Diese technische Entscheidung fiel in den USA in der Phase des Streits um die Stromart (Gleichstrom, Wechselstrom). Man entschied sich - auch wegen seinerzeit noch vergleichsweise mangelhaften Isolationstechniken - v.a. aus Sicherheitsgründen für eine - bei Wechselstrom - kaum lebensgefährliche Netzspannung.
Nach meiner Erinnerung wurde in den 50er Jahren auch noch hier in meinem Nachbardorf ein 120-V-Netz betrieben und in Heidelberg sogar noch ein Gleichstromnetz. Die heutigen technischen Normen setzten sich also auch hierzulande erst zögerlich durch.

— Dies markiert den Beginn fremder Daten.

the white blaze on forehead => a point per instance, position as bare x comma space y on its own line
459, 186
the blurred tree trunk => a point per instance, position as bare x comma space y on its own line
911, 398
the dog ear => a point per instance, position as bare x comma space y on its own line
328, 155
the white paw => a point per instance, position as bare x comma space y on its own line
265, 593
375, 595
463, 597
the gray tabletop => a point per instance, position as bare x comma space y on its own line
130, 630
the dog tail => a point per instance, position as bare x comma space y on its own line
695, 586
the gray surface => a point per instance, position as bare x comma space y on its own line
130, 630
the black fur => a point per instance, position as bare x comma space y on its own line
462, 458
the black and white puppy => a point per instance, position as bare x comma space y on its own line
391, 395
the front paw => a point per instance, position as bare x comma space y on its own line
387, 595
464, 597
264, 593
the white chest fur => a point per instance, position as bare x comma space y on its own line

Deine Überlegung "..sonst ist es ja eher der Strom der limitiert werden sollte"
ist nicht nachvollziehbar. Im Vergleich zum europäischen Versorgungsnetz ist die Spannung in den USA rund halb so groß. Das bedeutet bei der gegebenen Leistung jeweils die doppelte Stromstärke, die doppelte Querschnittsfläche der Kupferleiter und die doppelte Auslösespannung der Sicherung. Was sollte denn damit "limitiert" werden?
Es waren doch v.a. die hohen Stromstärken mit den hohen Kosten für starke Kupferleitungen, die in Europa zur Entscheidung für die höhere Spannung und damit zur "Limitierung der Stromstärke" führte.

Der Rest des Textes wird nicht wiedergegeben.